Francis Leota

Personal information
- Full name: Francis Poipoi Leota
- Born: 28 May 1964 (age 61) Auckland, New Zealand

Playing information
- Position: Wing, Prop, Second-row
Club
| Years | Team | Pld | T | G | FG | P |
|  | Otahuhu |  |  |  |  |  |
| 1989–91 | Sheffield Eagles |  |  |  |  |  |
|  | Salford City Reds |  |  |  |  |  |
| 1994 | Waikato Cougars | 19 | 4 | 0 | 0 | 16 |
| 1996 | Counties Manukau | 2 | 1 | 0 | 0 | 4 |
|  | Total | 21 | 5 | 0 | 0 | 20 |
Representative
| Years | Team | Pld | T | G | FG | P |
| 1988–93 | Auckland |  |  |  |  |  |
| 1989–90 | New Zealand | 3 | 0 | 0 | 0 | 0 |
- Source:

= Francis Leota =

New Zealand international rugby league footballer

Francis Poipoi Leota is a New Zealand rugby league player who represented New Zealand between 1989 and 1990, including in games that counted towards the 1992 World Cup.

==Early years==
Leota attended De La Salle College and played rugby union until he was 20.

==Playing career==
Leota was an Otahuhu Leopards junior, in the Auckland Rugby League competition. He originally played on the wing until he moved into the second row in 1987. He was an Auckland representative and played in three Test matches for the New Zealand national rugby league team between 1989 and 1990. He was a New Zealand Residents representative in 1990 and 1992.

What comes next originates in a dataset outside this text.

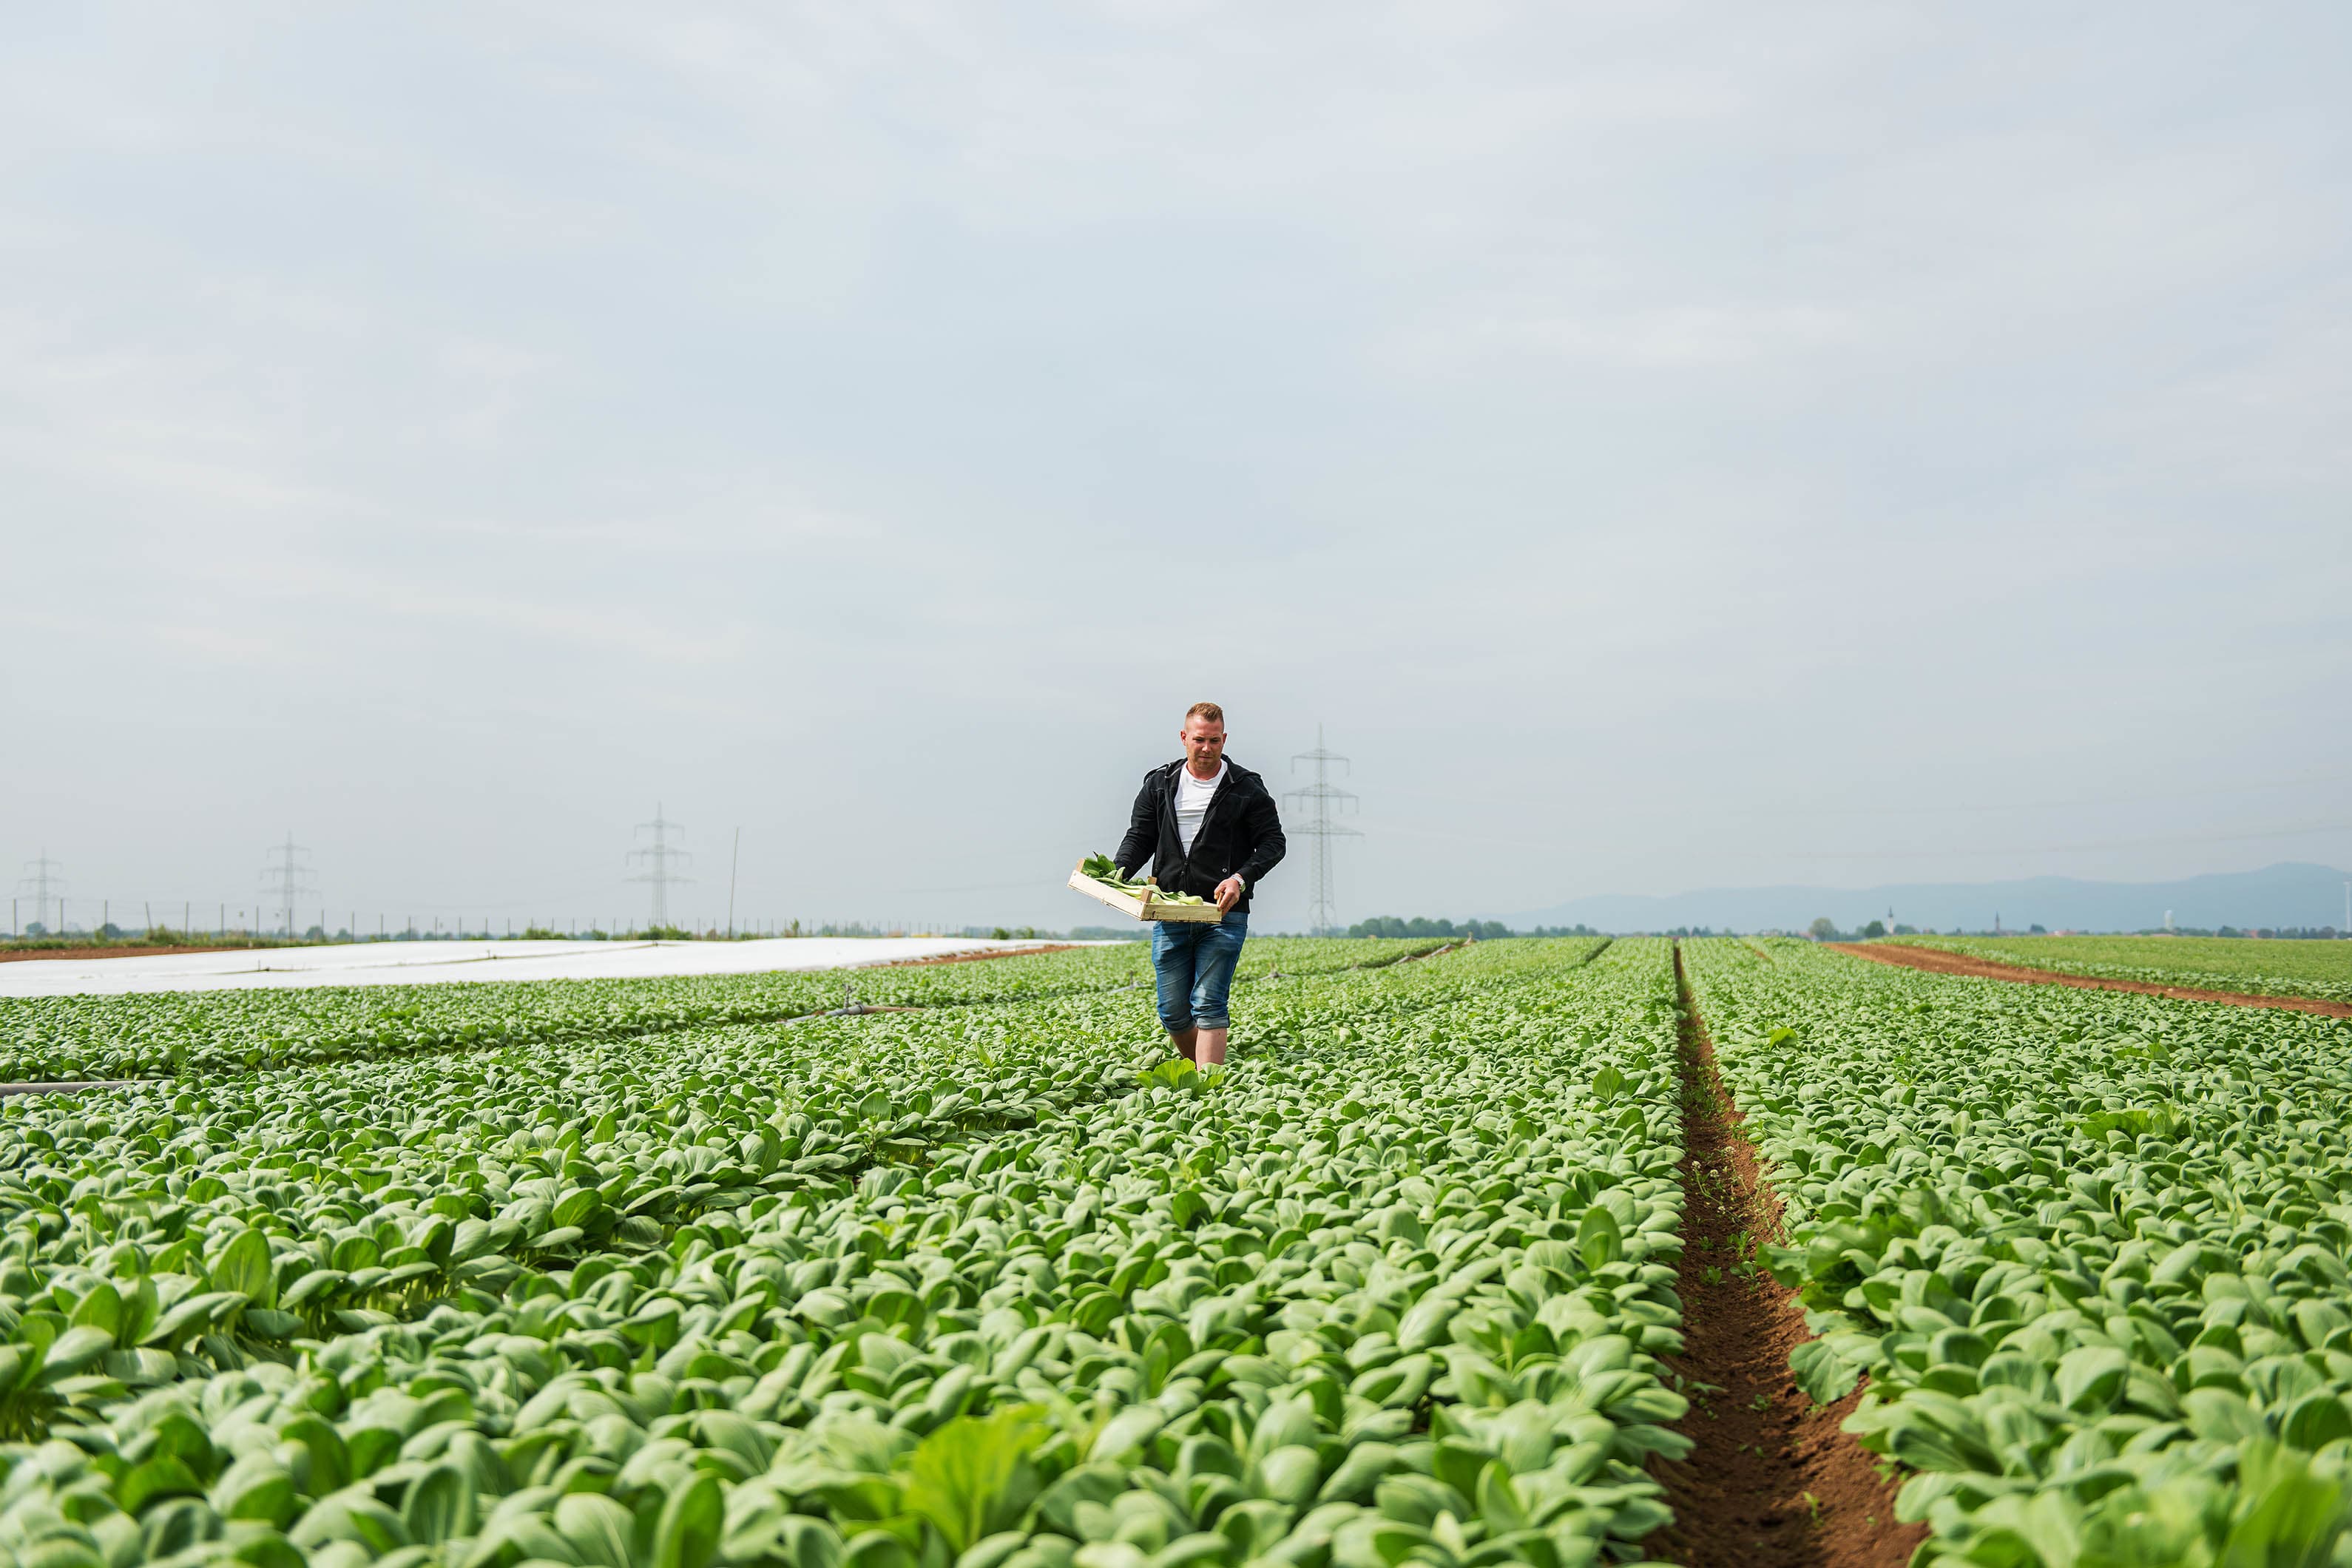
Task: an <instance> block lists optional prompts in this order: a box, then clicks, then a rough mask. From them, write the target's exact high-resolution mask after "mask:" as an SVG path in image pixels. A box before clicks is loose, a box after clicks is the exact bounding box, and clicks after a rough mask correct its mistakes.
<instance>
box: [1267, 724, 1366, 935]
mask: <svg viewBox="0 0 2352 1568" xmlns="http://www.w3.org/2000/svg"><path fill="white" fill-rule="evenodd" d="M1301 762H1312V764H1315V783H1310V785H1305V788H1301V790H1291V792H1287V795H1284V797H1282V799H1284V804H1289V802H1303V809H1305V813H1308V823H1305V825H1303V827H1298V832H1301V835H1305V837H1308V839H1312V844H1310V851H1308V936H1334V933H1336V929H1338V900H1334V898H1331V842H1334V839H1362V837H1364V835H1362V832H1357V830H1355V827H1341V825H1338V823H1336V820H1331V818H1334V813H1336V811H1348V809H1352V806H1355V795H1352V792H1348V790H1341V788H1338V785H1334V783H1331V764H1334V762H1336V764H1341V766H1343V769H1345V766H1350V764H1348V759H1345V757H1341V755H1338V752H1331V750H1324V743H1322V724H1317V726H1315V750H1312V752H1298V755H1296V757H1291V773H1296V771H1298V764H1301Z"/></svg>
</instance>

Leota played for the Sheffield Eagles between 1989 and 1991 and also represented the Salford City Reds in England.

In 1993 Leota won the Rothville Trophy for Otahuhu, which is awarded to the ARL's player of the year. Also in 1993 Leota played for Auckland and represented an Otago Invitational XIII that played the New Zealand Māori side.

In 1994 Leota played for the Waikato Cougars in the new Lion Red Cup. He played for the champion Counties Manukau Heroes in 1996.